Involuntarily Flowers glanced into the bag. From the bottom, the diagnosis fluoresced at him. It was cerebral hemorrhage, all right, and the prognosis was hopeful. The hemorrhage had stopped.

He took a compress out of a pocket in the bag, pulled the tab, and watched the wrapper disintegrate. He pressed it firmly over the cut. It clung to the skin as he took his hand away. “There are laws against practicing medicine without a license,” he said slowly. “I'll have to report this.”

“Should I have let him die?”

“There are doctors to treat him.”

“He called one. It took you an hour and a half to get here. If I had waited, he'd have died.”

“I came as fast as I could. It's no joke to find a place like this at night.”

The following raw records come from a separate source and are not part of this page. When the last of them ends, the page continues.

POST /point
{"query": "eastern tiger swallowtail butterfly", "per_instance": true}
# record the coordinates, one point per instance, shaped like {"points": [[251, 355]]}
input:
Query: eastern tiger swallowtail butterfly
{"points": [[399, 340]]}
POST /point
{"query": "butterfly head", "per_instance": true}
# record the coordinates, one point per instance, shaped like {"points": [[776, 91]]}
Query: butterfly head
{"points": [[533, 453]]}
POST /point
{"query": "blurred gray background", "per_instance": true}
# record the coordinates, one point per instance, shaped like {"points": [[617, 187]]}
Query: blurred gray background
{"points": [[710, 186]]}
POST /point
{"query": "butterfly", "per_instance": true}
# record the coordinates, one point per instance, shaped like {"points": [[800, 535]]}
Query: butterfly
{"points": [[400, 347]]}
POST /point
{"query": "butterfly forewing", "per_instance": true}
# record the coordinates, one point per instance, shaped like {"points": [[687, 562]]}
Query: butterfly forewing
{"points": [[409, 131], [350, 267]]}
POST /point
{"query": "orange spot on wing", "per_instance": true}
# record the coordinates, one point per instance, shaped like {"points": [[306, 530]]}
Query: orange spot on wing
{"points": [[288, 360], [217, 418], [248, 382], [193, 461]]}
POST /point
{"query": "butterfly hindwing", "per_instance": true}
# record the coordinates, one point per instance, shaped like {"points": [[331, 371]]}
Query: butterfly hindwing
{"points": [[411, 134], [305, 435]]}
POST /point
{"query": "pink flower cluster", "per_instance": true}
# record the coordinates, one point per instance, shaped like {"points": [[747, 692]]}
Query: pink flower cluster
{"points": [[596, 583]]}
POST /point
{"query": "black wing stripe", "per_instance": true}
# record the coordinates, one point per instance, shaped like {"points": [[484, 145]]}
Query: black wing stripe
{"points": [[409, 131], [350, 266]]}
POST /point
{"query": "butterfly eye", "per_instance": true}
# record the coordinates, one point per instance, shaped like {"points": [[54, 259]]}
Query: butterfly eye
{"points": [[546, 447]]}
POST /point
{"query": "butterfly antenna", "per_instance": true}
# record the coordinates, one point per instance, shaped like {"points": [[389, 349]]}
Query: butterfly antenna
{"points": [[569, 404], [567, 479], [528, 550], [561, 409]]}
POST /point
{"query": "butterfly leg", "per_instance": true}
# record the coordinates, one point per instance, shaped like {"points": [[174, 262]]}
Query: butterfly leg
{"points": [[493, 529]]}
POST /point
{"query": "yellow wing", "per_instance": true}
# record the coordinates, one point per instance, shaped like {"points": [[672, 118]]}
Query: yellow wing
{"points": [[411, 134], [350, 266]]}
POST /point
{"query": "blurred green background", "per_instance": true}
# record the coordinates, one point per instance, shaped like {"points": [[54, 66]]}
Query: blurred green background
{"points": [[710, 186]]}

“I'm not criticizing.” She put her hand back until she felt the chair behind her and sank down into it, lightly, gracefully, and folded her white hands in her lap. “You asked me why I bled him. I told you.”

Flowers was silent. The girl's logic was impeccable, but she was wrong all the same. There weren't any reasonable excuses for breaking the law. The practice of
medicine had to be the monopoly of men who were carefully, exactingly trained for it and indoctrinated in the ancient ethics. No one else could be permitted to tamper with the most sacred thing in the world.

“You were lucky,” he said. “You might have guessed wrong.”

“There are no degrees to death.”

She rose and walked toward him confidently, put a hand on his shoulder, and leaned past him to touch Shoemaker's forehead. “No,” she said, and her voice was firm with an odd certainty. “He'll get well now. He's a good man. We mustn't let him die.”

The girl's nearness was a warm fragrance, stirring, provocative. Flowers felt his blood pressure mount.
Why not?
he thought;
she's only an urban.
But he couldn't, and it wasn't just a medic's honor or even, perhaps, that she was blind.